I view Detroit and its bankruptcy as a harbinger of things to come. The blue state social model of ever higher taxes, ever expanding benefits for members of public employee unions and one party rule by the Democrat party is coming to an end. The ending will be painful for people luckless enough to live in blue states, as I do, but this parasitical form of government ultimately destroys the private economy host it feeds on. Walter Mead at Via Meadia has been prescient in seeing this:
It looks like Detroit may yet have competition for the distinction of America’s most poorly run city. The unprecedented triple-drop in Chicago’s bond rating and the city’s shiny new long-term debt figure—$29 billion—should have pols quaking in their boots. The Chicago Sun-Times has published some distressing numbers from Chicago’s recent audits:
- The number of “physical arrests” by Chicago Police officers declined again — from 152,740 in 2011 to 145,390 in 2012. That continues a six-year trend that coincides with the hiring slowdown that caused a dramatic decline in the number of police officers. Police made 227,576 arrests in 2006. The number of arrests has been dropping like a rock ever since….

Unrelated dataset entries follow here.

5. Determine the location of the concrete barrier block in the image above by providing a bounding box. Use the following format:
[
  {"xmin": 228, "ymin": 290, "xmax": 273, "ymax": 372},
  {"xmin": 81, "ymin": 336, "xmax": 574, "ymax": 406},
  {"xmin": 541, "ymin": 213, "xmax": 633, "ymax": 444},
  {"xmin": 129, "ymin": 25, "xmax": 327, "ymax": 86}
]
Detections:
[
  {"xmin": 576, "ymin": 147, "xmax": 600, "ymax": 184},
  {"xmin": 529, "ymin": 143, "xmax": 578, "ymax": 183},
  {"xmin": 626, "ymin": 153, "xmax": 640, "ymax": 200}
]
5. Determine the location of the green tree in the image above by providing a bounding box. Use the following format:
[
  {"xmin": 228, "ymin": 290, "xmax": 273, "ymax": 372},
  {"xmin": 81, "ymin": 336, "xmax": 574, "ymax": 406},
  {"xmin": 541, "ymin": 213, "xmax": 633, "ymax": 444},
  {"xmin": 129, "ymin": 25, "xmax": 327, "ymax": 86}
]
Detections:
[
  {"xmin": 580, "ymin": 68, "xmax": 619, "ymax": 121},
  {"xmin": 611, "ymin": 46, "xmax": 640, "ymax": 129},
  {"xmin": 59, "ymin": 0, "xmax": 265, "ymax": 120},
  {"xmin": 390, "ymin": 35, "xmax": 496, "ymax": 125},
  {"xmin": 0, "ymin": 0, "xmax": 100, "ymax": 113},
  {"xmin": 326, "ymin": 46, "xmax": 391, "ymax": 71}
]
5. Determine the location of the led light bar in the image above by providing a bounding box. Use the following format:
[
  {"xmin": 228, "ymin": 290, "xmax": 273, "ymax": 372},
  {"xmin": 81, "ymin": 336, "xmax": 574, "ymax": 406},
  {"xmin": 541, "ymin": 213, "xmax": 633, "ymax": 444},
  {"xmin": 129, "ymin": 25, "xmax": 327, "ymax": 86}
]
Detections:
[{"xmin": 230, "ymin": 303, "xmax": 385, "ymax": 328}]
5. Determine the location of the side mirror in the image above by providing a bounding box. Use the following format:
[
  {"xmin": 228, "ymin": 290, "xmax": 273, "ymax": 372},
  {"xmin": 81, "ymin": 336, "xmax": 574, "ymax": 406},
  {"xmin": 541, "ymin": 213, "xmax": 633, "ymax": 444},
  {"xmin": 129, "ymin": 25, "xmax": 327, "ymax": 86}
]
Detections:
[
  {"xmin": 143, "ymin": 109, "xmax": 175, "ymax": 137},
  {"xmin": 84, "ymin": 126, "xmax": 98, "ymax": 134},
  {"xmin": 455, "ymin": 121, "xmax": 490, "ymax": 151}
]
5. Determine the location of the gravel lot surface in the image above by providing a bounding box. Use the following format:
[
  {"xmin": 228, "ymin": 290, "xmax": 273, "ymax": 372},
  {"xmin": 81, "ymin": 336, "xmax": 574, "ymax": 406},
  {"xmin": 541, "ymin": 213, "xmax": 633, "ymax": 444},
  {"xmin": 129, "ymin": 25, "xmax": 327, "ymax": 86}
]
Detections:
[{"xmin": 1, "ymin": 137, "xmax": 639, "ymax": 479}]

- Emergency responses continued their steady rise — to 472,752. That’s up from 300,971 in 2006.…
- The 55 percent subsidy to retiree health care that Emanuel wants to phase out and retirees are suing to maintain cost the city $97.5 million in 2012.
- The condition of Chicago’s four city employee pension funds is growing ever more precarious. The firefighters pension fund has assets to cover just 25 percent of liabilities, followed by: Police (31 percent); Municipal Employees (38 percent) and Laborers (56 percent).
In addition to the pension, law enforcement, and emergency response concerns that remind us of a certain bankrupt city across the lake, the report notes that three of Chicago’s four largest private employers (JP Morgan, Accenture LLP, and Northern Trust) are in finance. It seems like blue cities have a codependent relationship with the one percenters progressives claim to hate.
It hasn’t all hit the fan quite yet, but Chicago seems perilously close to real trouble. The city is all out of money, and with an imploding public education system and harrowing levels of violence, it is losing residents fast. Illinois, which itself lost more than 800,000 people to out-migration in the past two decades, is essentially Chicago on a larger scale, with hundreds of billions in unfunded pension liabilities and complete political sclerosis. The state cannot bail out Chicago, and judging by the feds’ reluctance to even lift a finger for Detroit, Chicago shouldn’t expect much more.